The gut contains trillions of microorganisms. Bacteria comprise most of the gut microbiota, but single-celled organisms and viruses are also present in considerable numbers.
Also called single-celled eukaryotes (SCE) and protozoans, single-celled organisms don't draw much attention from researchers. They're generally considered harmless.
However, a recent study by researchers from the National University of Singapore (NUS) showed that the protozoan Blastocystis might be harming good bacteria. By doing so, the eukaryote undermines gut health and health in general.
Blastocystis is a common protozoan and a parasite. It enters the human body either through the consumption of tainted food or water, or via physical handling of infected animals.
In the past, several experts hypothesized that Blastocystis can cause infections in the intestinal tract. However, some patients who have the parasitic protozoan still manage to remain healthy.
Hence, the NUS researchers focused on a local subtype of Blastocystis designated as ST7. Unlike its relatives, ST7 harms gut bacteria, including beneficial strains that contribute to good gut health. (Related: The “missing link” between gut health and undernutrition: Fermentable carbs and protein.)
For their experiment, the researchers took samples of Blastocystis ST7 from the stools of a patient with gastrointestinal issues. They kept two separate cultures of the protozoan: one with benign bacteria like Bifidobacterium longum and Lactobacillus brevis, and the other with bad bacteria like Escherichia coli.

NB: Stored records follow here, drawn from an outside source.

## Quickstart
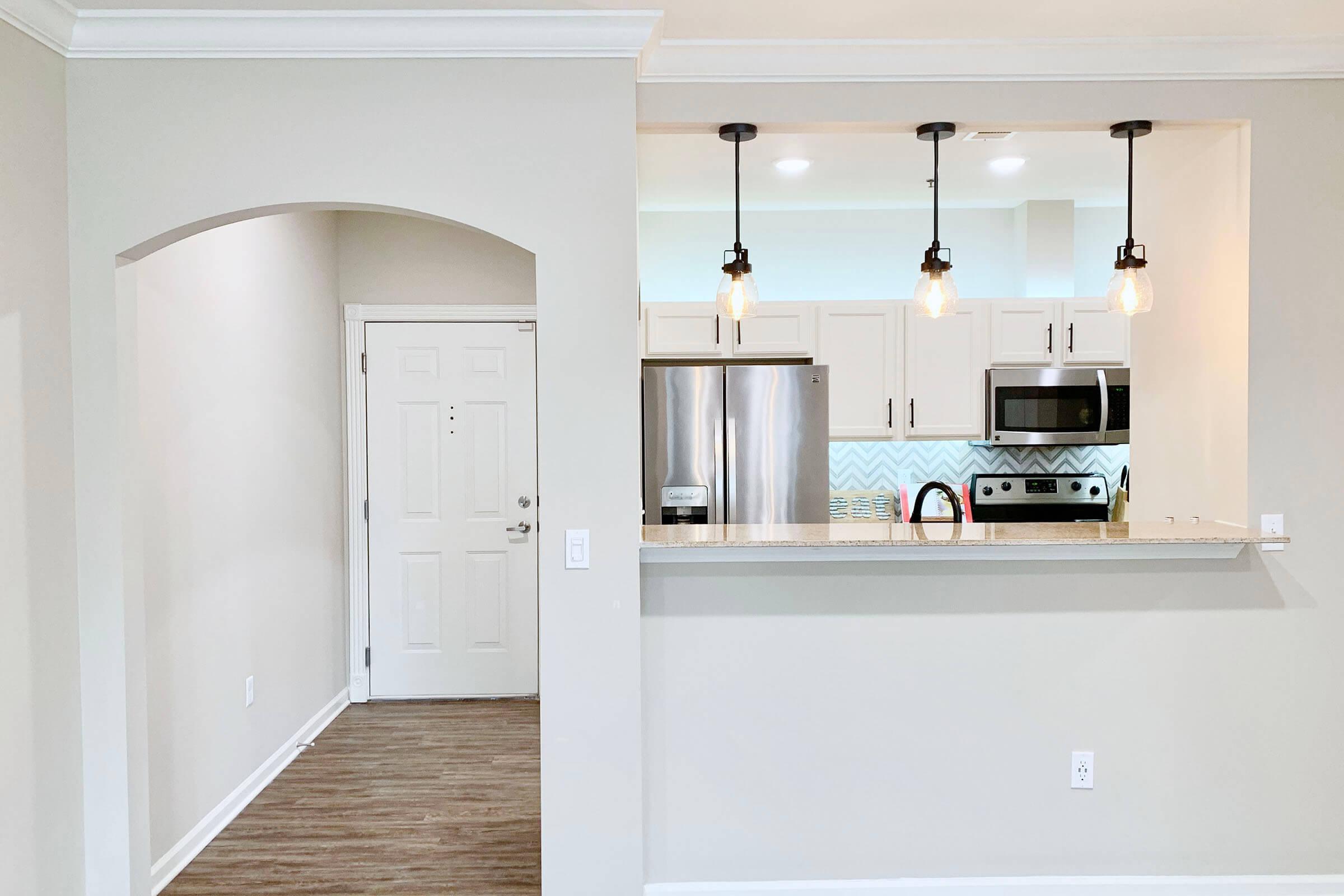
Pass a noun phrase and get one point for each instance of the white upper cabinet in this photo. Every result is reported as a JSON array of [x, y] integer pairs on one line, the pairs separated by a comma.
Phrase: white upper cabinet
[[777, 329], [684, 329], [1023, 334], [945, 374], [1057, 334], [858, 340], [1092, 335]]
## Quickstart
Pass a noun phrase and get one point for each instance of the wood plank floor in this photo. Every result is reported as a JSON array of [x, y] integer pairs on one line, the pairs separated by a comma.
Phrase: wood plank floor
[[394, 799]]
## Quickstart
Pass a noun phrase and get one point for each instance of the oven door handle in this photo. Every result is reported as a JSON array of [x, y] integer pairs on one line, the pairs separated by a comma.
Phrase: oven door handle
[[1105, 405]]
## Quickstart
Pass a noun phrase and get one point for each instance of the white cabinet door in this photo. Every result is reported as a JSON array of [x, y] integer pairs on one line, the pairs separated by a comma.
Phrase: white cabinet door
[[452, 460], [1093, 335], [684, 329], [858, 340], [945, 374], [777, 329], [1023, 334]]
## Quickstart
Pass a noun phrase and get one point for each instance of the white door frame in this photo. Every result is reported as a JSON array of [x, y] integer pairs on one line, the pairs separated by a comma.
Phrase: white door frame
[[357, 452]]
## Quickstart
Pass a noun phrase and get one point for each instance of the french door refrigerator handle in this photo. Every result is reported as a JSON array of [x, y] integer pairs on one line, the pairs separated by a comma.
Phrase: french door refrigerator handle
[[720, 469], [730, 468], [1105, 405]]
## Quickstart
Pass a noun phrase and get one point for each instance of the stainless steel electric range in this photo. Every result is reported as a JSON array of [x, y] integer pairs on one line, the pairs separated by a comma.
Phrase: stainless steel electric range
[[1033, 497]]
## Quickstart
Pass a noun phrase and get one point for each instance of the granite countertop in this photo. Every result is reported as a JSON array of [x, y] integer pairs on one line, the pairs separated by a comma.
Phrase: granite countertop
[[897, 535]]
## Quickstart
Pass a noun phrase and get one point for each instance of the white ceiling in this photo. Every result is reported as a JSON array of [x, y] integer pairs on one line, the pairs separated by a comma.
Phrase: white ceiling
[[694, 172], [885, 19]]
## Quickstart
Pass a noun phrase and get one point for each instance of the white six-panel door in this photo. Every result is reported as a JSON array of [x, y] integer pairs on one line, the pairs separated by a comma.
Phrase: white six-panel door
[[452, 463]]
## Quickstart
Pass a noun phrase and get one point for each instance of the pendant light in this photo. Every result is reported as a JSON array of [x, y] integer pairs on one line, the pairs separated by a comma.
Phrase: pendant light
[[737, 297], [1131, 291], [936, 292]]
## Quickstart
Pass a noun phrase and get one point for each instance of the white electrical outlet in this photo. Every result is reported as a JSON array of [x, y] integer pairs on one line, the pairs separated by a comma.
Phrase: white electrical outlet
[[1081, 770], [1272, 524]]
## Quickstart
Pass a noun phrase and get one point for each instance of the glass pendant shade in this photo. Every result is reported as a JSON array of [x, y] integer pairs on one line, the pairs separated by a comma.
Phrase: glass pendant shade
[[737, 297], [936, 295], [1131, 292]]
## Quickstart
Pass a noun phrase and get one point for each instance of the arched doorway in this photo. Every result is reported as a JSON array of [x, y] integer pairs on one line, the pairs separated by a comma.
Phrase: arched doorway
[[237, 361]]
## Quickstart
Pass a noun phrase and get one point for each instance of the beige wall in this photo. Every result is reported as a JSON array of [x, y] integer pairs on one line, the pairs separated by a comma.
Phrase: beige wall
[[942, 700], [39, 739], [437, 137], [1191, 349], [397, 260], [244, 535]]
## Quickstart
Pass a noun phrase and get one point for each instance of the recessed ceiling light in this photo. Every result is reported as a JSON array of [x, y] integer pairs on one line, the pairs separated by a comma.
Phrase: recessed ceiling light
[[1007, 166]]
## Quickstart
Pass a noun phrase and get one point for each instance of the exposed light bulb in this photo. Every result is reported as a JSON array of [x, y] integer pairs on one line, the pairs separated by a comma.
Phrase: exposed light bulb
[[737, 297], [936, 295], [936, 298], [1130, 292], [1130, 296]]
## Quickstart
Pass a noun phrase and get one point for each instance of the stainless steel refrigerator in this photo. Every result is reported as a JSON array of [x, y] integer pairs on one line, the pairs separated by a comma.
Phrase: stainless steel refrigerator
[[737, 444]]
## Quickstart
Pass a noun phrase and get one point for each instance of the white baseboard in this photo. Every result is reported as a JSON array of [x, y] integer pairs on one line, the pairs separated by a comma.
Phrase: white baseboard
[[1160, 886], [171, 864]]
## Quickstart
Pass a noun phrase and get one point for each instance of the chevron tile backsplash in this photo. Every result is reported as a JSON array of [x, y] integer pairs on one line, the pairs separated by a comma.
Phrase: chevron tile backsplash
[[886, 465]]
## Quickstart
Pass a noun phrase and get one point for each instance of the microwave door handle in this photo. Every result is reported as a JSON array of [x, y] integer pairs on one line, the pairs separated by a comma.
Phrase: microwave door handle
[[1105, 405]]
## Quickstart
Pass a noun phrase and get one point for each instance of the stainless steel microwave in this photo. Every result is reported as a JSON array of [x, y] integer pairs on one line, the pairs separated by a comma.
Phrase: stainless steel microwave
[[1054, 406]]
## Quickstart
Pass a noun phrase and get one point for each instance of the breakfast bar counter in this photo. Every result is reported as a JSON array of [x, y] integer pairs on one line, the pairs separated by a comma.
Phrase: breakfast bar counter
[[948, 542]]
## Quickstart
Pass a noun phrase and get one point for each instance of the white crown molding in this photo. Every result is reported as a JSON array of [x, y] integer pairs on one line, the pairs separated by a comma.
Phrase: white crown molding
[[436, 34], [49, 22], [1018, 59], [334, 34], [1156, 886]]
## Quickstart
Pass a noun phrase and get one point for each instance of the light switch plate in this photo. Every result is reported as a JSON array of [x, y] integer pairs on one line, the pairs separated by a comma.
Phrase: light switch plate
[[576, 550], [1272, 524]]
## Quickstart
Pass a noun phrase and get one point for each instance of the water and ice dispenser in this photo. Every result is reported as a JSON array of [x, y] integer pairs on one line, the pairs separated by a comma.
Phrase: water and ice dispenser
[[686, 504]]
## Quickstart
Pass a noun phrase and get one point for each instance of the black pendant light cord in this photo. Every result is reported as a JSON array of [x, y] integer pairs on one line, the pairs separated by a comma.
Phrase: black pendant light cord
[[936, 195], [737, 194], [1130, 235]]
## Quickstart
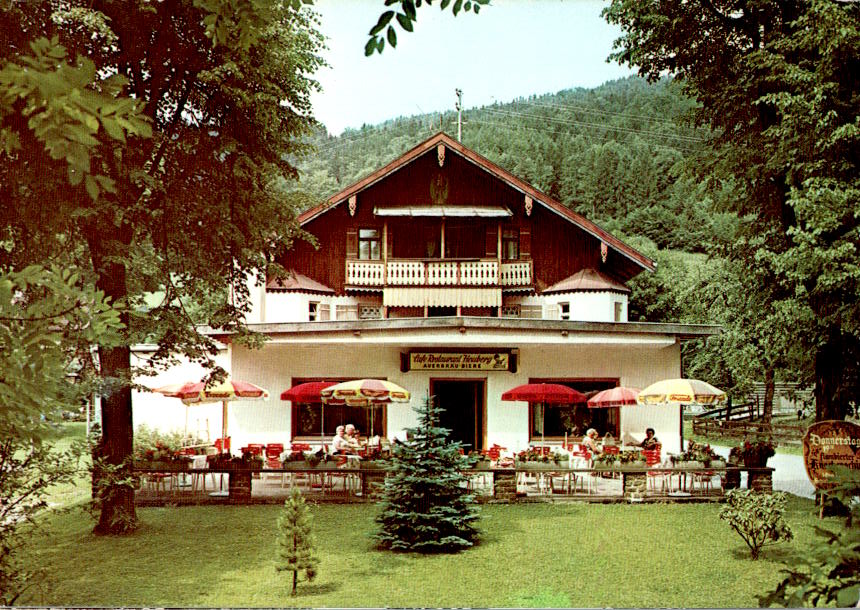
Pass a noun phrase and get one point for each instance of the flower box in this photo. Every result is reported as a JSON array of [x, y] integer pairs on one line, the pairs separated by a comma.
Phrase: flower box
[[372, 465], [542, 466], [598, 465], [690, 465], [163, 465]]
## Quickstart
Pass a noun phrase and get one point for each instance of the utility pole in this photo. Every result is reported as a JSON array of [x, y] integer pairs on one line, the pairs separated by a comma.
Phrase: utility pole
[[459, 107]]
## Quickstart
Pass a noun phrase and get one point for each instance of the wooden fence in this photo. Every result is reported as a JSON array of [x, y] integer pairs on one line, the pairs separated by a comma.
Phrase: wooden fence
[[782, 433]]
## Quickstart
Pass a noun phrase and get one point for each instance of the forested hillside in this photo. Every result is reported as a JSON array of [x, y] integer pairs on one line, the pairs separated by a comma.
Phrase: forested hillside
[[614, 154], [625, 156]]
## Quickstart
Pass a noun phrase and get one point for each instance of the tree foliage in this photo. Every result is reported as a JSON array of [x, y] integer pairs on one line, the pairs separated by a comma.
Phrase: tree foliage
[[777, 85], [405, 16], [147, 145], [425, 504]]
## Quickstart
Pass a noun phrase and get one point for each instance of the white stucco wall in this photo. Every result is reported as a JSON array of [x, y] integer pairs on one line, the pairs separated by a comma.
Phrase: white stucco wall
[[277, 365]]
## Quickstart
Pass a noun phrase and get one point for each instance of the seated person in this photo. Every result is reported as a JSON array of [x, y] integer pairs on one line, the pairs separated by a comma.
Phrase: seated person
[[650, 441], [351, 435], [339, 443], [589, 442]]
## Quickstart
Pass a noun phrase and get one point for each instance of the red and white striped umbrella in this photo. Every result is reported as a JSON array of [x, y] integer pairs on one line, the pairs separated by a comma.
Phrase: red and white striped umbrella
[[198, 392], [614, 397], [364, 393], [309, 392]]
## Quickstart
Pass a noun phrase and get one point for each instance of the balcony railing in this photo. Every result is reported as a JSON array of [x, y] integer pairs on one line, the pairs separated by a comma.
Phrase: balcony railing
[[441, 272]]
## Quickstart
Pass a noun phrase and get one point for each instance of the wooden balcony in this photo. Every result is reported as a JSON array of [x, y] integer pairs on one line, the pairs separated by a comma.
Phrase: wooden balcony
[[438, 272]]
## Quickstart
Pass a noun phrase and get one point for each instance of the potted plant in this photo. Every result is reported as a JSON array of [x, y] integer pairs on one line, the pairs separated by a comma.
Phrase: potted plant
[[756, 454], [606, 461], [632, 459], [535, 460]]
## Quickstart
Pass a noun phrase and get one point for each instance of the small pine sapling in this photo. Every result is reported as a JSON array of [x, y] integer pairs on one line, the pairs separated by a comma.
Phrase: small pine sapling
[[426, 506], [295, 543]]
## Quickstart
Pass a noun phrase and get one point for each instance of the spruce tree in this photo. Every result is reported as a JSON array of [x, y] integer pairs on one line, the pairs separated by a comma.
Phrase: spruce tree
[[295, 544], [425, 504]]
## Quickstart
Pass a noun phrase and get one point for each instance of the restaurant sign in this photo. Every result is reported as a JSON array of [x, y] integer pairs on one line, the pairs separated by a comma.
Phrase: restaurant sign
[[459, 361], [830, 443]]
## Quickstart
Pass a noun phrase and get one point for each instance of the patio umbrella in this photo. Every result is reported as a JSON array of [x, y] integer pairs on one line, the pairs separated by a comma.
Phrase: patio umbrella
[[681, 391], [364, 393], [543, 394], [614, 397], [309, 393], [223, 392]]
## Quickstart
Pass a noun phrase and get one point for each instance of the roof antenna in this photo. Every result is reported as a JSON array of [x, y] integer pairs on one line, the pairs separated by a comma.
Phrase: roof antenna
[[459, 106]]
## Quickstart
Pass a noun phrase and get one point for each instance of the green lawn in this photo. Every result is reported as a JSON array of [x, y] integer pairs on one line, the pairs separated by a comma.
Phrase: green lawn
[[530, 556]]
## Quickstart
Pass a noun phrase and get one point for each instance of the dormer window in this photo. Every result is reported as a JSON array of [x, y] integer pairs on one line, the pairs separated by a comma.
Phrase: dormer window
[[510, 244], [369, 245]]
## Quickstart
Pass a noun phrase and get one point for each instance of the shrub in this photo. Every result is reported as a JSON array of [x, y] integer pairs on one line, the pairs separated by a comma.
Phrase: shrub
[[826, 572], [756, 517], [27, 471]]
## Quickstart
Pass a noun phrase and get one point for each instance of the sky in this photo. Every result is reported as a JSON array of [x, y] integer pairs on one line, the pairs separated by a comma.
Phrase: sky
[[513, 48]]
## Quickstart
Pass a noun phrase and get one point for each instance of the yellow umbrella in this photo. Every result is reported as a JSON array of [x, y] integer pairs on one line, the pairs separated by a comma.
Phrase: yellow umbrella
[[681, 391]]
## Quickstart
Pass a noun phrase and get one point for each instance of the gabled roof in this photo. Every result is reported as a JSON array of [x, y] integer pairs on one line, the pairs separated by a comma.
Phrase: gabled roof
[[490, 167], [587, 280], [296, 282]]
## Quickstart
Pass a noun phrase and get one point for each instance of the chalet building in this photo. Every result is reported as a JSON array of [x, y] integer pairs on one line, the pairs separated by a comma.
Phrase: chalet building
[[449, 276]]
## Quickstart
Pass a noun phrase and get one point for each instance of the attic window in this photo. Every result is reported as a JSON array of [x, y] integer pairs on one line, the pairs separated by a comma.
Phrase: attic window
[[510, 244], [369, 245]]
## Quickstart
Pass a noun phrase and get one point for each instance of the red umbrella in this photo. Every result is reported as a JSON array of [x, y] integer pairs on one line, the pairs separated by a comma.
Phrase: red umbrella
[[196, 392], [545, 393], [614, 397], [309, 393]]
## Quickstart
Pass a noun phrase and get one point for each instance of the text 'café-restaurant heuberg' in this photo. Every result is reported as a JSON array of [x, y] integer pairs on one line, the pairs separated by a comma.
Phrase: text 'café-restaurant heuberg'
[[449, 276]]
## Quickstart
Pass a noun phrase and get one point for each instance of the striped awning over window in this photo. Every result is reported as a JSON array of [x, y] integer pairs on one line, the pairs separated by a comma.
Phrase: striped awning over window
[[442, 297], [447, 211]]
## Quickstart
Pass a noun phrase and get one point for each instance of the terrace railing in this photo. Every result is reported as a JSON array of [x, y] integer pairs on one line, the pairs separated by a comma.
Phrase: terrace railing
[[439, 272]]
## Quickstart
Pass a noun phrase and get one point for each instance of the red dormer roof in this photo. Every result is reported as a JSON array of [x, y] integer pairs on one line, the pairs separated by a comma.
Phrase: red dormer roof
[[587, 280], [296, 282], [490, 167]]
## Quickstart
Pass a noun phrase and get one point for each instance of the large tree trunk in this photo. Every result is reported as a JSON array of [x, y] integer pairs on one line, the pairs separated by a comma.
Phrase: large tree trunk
[[118, 516], [769, 388], [828, 374]]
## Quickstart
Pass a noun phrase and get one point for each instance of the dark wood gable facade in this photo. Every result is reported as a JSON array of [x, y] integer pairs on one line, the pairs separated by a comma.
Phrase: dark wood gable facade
[[443, 217]]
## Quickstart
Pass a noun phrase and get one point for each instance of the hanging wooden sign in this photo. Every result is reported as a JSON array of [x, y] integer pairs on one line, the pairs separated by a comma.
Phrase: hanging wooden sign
[[444, 360], [830, 443]]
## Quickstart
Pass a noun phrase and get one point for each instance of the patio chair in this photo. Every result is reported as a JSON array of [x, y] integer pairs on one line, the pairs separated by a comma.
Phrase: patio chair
[[272, 454], [652, 459]]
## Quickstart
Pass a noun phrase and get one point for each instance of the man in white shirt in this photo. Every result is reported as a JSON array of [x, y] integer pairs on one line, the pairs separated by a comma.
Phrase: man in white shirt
[[340, 444]]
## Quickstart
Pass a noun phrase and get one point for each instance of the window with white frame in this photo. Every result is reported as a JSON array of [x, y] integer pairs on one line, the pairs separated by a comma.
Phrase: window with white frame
[[510, 311], [318, 312], [369, 312]]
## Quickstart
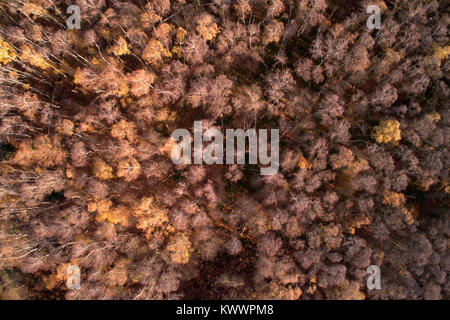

The Bifidobacterium and Lactobacillus strains count as good bacteria. They help maintain the integrity of the intestinal lining.
Bifidobacterium helps break down dietary fiber and prevents infections. Meanwhile, Lactobacillus releases lactic acid that kills harmful bacteria in the intestine.
Both strains are popular choices for probiotic supplements. People often take them to improve their gut health.
Published in the scientific journal Microbiome, the NUS study reported that the presence of Blastocystis ST7 affects the balance of gut microbiota. The protozoan encourages the growth of some bacteria and kills off beneficial strains.
Mixing good gut bacteria with Blastocystis ST7 led to the death of both Bifidobacterium and Lactobacillus. This took place in both cell cultures and in animals.
The NUS researchers attributed the demise of the good bacteria to the production of reactive oxygen species. These harmful molecules are toxic to cells and bacteria.
The body releases reactive oxygen species when it experiences oxidative stress. This kind of stress occurs when free radicals outnumber the natural antioxidants that usually scavenge them.
The researchers also reported that Blastocystis ST7 supports the growth of E. coli, a strain of harmful bacteria that can cause deadly infections.
In addition, the protozoan damages the intestinal lining. Besides killing off good bacteria that protect this lining, ST7 triggers inflammatory responses in the gut. This leads to ulcers and further weakens the gut lining.
“This is the first detailed study to show a causal link between Blastocystis, a common [SCE] of the human gut, and the host microbiota,” stated NUS researcher Kevin Tan. “We reveal how it reduces the numbers of beneficial bacteria, which may, in turn, lead to an unbalanced gut microbiome and poorer gut health."
Blastocystis ST7 infections mostly occur in Singapore, but some cases have also been reported in Denmark and Japan. The NUS researchers recommend more studies to figure out if this harmful protozoan subtype exists in other areas.
Conventional treatment involves taking the pharmaceutical drug metronidazole. However, the ST7 subtype resists the effects of the antibiotic. Researchers are now looking for alternative treatments.